Mais elle reste debout, elle, elle est
jeune, et solide, normale enfin. Elle a
gardé les goûts de sport que je m’étais
plu à lui donner, le besoin du grand air,
du mouvement, de la vitesse, des sensations
hardies et brutales. De quel droit
lui demanderais-je de me sacrifier tout
cela ?
Il ajouta à voix basse.
— Et par quoi pourrais-je le remplacer ?
Il baissa la tête. La pression de sa main
se fit plus nerveuse. Il reprit :
— J’ai le bonheur inespéré que son
amour n’a pas faibli. Elle m’aime, oui,
elle m’aime comme je suis. Mais puis-je
croire qu’elle m’aimerait si elle était condamnée
à être le témoin perpétuel de ma
déchéance ? Ne finirais-je pas par lui
inspirer une pitié humiliante, du mépris ?
Ne se lasserait-elle pas d’être enchaînée ?

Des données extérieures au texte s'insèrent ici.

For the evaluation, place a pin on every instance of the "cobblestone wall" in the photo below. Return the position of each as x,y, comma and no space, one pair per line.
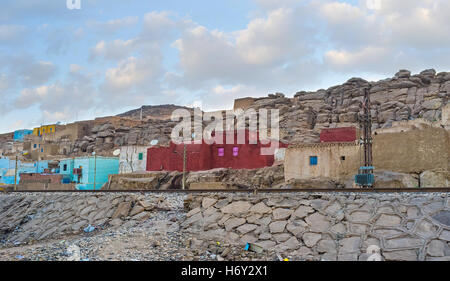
320,226
294,225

N’aurait-elle pas d’autres rêves,
d’autres désirs ?
— D’autres rêves ?
— Eh ! tu me comprends… La plus aimante
peut être tentée… Du moins, ses
rêves à elle, je les connais… C’est moi
jadis qui les ai éveillés, rêves de force,
d’allégresse, d’espace, d’immensité… Et
il me semble maintenant — est-ce
une illusion ? — qu’ils la protègent…
oui, qu’elle est plus vaillante et plus
consciente quand elle est livrée à elle-même,
seule, responsable de sa vie, dirigeant
son automobile, commandant
son yacht, escaladant une montagne. Il
me semble que c’est une école de dignité
et que cela lui confère un souci d’elle-même
qu’elle n’aurait peut-être pas, près
de moi, quand tel homme passe qui nous
regarde tous deux, qui me regarde avec
compassion, tel homme qu’elle peut comparer
à l’infirme que je suis. Il me semble
que la nature, les grandes routes, les
fleuves, la mer, que tout ce qui est beau
et pur se fait mon complice pour me la
conserver hautaine et loyale… Et je ne
me trompe pas, non, je ne me trompe
pas… Si tu savais avec quelle joie
d’amoureuse elle revient vers moi, toute
frémissante d’espace, toute saturée de
plein air et de liberté !… Et moi… mon
Dieu, avec quelle émotion je l’attends ! et
comme je suis heureux des quelques
jours, des semaines qu’elle m’accorde !
Je ne fus pas dupe de l’exaltation de ses
paroles. J’avais l’intuition trop précise
de son amertume secrète, et je ne pus
m’empêcher de reprendre :
— Ainsi, tu es heureux ?
— Heureux, oui… du moins autant
que mon destin me permet de l’être…
Ah ! certes, il y a des heures atroces, pendant
les séparations. Je me dis que les
femmes ne sont pas habituées à tant de
liberté, que c’est un vin qui les grise aisément…
Et alors je me désespère… j’ai
peur… je me demande si elle reviendra…
Mais cela, vois-tu, c’est ma part de souffrance,
ma part légitime. Tant pis pour
moi si je suis un blessé, un déchu ! Si je
ne goûte qu’un bonheur mêlé de craintes
et d’angoisses, c’est encore du bonheur…
Et vraiment je n’ai pas le droit de me
plaindre…
Il se tut. En face le contour des montagnes
se découpait plus nettement. Le ciel
avait cette douceur de tons, cette délicatesse
de nuances pâles, très tendres, infiniment
subtiles et légères, et diverses,
qui donne à cette rive du lac, lorsque le
jour va s’éteindre, un charme si particulier…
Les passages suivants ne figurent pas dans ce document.